Pino agrees. “Being able to see the dredge is a must, so you know when a fish comes up on it,” he says. “On smaller boats, that often means you need to get it down faster and keep it closer. Otherwise, you’ll never be able to see it. The exact distance of the sweet spot differs from boat to boat, so just try to set it in the cleanest water possible, well outside of bubble trails.”
For most small boats, that means sending the dredge back about 20 to 30 feet off the transom, where it should run anywhere from just below the surface to 6 feet deep. Deeper is generally considered better, and if your boat has an elevated observation post you can run your dredges on the deeper side and still eyeball them.

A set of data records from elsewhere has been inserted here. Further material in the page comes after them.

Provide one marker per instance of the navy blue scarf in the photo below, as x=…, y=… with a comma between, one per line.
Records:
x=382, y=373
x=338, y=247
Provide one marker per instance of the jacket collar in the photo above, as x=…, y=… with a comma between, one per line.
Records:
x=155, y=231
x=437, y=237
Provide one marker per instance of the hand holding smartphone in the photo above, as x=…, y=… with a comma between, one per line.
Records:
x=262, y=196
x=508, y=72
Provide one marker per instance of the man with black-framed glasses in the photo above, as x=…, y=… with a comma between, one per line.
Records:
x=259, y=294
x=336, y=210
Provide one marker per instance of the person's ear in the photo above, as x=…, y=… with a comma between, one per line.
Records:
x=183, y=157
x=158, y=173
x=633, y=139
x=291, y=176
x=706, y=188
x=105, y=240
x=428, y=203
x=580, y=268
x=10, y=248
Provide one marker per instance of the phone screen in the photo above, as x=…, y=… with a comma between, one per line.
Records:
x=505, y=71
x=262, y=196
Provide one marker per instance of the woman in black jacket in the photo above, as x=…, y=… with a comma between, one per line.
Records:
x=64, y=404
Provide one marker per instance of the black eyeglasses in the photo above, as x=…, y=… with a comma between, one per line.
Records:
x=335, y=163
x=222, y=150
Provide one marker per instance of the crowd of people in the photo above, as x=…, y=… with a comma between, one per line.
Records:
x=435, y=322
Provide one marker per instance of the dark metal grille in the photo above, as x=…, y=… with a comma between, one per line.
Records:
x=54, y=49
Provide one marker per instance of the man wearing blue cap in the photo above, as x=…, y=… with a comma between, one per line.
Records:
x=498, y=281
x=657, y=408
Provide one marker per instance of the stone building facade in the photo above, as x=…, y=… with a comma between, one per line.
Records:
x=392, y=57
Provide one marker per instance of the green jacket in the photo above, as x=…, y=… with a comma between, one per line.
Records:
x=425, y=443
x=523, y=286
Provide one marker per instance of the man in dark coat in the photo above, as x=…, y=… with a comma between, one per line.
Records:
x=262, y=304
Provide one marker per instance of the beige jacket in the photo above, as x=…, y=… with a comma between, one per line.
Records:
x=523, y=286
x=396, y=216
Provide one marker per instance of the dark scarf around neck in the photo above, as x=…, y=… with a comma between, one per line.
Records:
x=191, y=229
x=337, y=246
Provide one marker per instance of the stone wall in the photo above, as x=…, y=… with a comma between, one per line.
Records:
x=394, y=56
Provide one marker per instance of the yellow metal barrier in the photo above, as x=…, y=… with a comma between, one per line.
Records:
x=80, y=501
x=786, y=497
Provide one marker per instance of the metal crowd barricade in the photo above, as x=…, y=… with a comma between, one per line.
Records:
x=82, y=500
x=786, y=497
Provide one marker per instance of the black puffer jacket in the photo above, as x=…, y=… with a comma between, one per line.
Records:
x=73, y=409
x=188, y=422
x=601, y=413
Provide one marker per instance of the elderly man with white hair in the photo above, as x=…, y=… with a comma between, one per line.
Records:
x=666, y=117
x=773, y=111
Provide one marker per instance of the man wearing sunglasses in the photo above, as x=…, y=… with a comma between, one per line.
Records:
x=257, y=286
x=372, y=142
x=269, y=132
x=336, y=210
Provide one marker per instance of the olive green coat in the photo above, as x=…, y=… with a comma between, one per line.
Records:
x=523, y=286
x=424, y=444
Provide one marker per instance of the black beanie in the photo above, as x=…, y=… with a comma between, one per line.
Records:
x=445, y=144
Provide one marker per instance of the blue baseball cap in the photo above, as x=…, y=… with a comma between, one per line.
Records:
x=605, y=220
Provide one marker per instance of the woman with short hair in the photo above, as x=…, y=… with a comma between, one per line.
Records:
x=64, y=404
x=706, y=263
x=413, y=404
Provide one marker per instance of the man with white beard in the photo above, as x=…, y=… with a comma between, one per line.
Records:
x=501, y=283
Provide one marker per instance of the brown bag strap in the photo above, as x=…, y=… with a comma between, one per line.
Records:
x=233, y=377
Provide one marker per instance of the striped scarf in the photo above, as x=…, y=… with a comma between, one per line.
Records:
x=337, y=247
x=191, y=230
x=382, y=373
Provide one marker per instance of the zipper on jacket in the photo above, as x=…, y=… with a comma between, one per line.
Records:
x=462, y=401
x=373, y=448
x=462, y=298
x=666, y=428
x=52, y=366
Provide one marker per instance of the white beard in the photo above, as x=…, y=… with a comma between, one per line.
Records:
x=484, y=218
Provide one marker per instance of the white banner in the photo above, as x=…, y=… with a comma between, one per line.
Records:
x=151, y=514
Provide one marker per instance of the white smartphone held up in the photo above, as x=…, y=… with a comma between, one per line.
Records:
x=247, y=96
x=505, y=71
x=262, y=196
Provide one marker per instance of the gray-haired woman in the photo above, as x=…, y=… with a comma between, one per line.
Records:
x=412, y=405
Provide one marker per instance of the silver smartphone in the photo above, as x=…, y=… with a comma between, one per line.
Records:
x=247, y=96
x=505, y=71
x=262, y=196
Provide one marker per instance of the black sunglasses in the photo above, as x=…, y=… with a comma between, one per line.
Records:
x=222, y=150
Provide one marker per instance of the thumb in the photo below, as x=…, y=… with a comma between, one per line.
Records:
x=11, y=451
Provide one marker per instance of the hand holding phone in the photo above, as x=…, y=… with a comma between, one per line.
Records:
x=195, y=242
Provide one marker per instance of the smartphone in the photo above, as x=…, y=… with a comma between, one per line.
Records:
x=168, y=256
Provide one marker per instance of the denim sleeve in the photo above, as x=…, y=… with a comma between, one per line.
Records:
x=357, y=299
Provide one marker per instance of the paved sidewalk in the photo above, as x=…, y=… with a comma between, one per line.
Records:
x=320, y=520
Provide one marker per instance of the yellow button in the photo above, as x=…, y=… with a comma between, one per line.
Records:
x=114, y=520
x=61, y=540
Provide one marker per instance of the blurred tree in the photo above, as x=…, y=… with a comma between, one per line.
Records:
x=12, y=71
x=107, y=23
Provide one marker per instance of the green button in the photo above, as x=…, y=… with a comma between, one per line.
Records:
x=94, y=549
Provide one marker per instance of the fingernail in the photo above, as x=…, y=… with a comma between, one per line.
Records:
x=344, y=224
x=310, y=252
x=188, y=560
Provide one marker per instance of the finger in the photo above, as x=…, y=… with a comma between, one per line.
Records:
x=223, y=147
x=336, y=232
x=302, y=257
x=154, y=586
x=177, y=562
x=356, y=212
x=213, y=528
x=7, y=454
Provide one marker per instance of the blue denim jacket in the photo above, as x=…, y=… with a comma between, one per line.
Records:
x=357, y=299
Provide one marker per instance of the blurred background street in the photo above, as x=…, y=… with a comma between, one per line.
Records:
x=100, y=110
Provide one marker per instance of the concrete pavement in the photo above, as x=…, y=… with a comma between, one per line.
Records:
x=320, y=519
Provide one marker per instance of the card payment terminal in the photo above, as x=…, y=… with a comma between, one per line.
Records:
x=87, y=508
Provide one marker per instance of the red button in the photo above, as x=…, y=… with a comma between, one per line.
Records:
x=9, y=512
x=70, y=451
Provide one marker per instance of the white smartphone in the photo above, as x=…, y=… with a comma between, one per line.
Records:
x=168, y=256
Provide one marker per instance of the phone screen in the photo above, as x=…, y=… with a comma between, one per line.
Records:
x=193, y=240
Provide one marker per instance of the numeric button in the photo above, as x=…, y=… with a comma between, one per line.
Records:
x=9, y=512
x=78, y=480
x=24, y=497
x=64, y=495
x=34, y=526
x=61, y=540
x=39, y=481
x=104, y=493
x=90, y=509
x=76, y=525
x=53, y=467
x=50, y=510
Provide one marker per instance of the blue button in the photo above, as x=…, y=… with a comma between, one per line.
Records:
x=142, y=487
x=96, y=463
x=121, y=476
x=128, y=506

If everyone aboard is at deck level, you might not be able to send the dredge down very far without losing visibility. In all cases, make sure it’s deep enough that the arms don’t break the surface when surfing a wave. If they do, you’re setting yourself up to tangle with your flat lines.
All About Dredges
Deploying a dredge without the benefit of electric reels usually requires slowing the boat to a crawl while one crew member handles the dredge itself and another handles the line. The line handler can support most of the weight by holding the cannonball or sinker in his or her right hand and the main line in the left hand.
Crew member No. 2 supports the main body of the dredge, lifts it over the side and makes any necessary adjustments to the individual lines to ensure they’re tangle free. Once the dredge is ready to be lowered, drop it into the water and allow it to sink with minimal tension at first. Deploy too slowly and the dredge arms might skim or skip on the water’s surface, causing the rig to cartwheel, which results in a tangled mess.
Hauling the dredge from the water can be even more of an adventure — because that usually happens when there’s a hot fish on the line. Clear all fishing lines and teasers before dealing with the dredge, since it’s closer to the boat and will require some careful timing. The maneuver has to match the fish’s behavior because the captain will need to slow the boat (pulling in a dredge manually at 5 or 6 knots is virtually impossible). Obviously, you’ll want to do this only when the fish isn’t running toward the boat and quick maneuvering doesn’t seem to be an immediate necessity.
As soon as the boat slows, yank the dredge out of the water as quickly as possible and place it out of the way. On many outboard boats, the motor well provides temporary dredge stowage. But be careful to make sure every single line and teaser is completely inside the transom or you could foul your props while maneuvering on the fish.
Will that fish sometimes turn and charge the boat when you have the dredge halfway up? You bet. Will deploying the dredge take a lot of time and effort? Yes. Is that dredge going to pick up weeds, snag a line or three, or maybe even get into the prop once in a blue moon? Absolutely. But all the trials and tribulations are well worth the trouble. These things suck in fish like a baitball swimming right behind your boat.
Prospect While Using a Dredge
Prospect with a pitch bait, usually a naked chin-weighted ballyhoo that is held just behind the transom and then free-spooled so it sinks right past the dredge. With the bait about 10 feet behind the dredge, thumb the spool so water pressure forces the ballyhoo to swim back up to the surface. Let it swim there for a moment, then reel it in and begin the process again.
Although spotting fish that come in on the dredge presents the ideal opportunity, plenty of fish swim up to a dredge and are never spotted from the boat, as anyone who has watched dredge-cam footage can attest. Constantly prospecting gives you a better shot at these fish.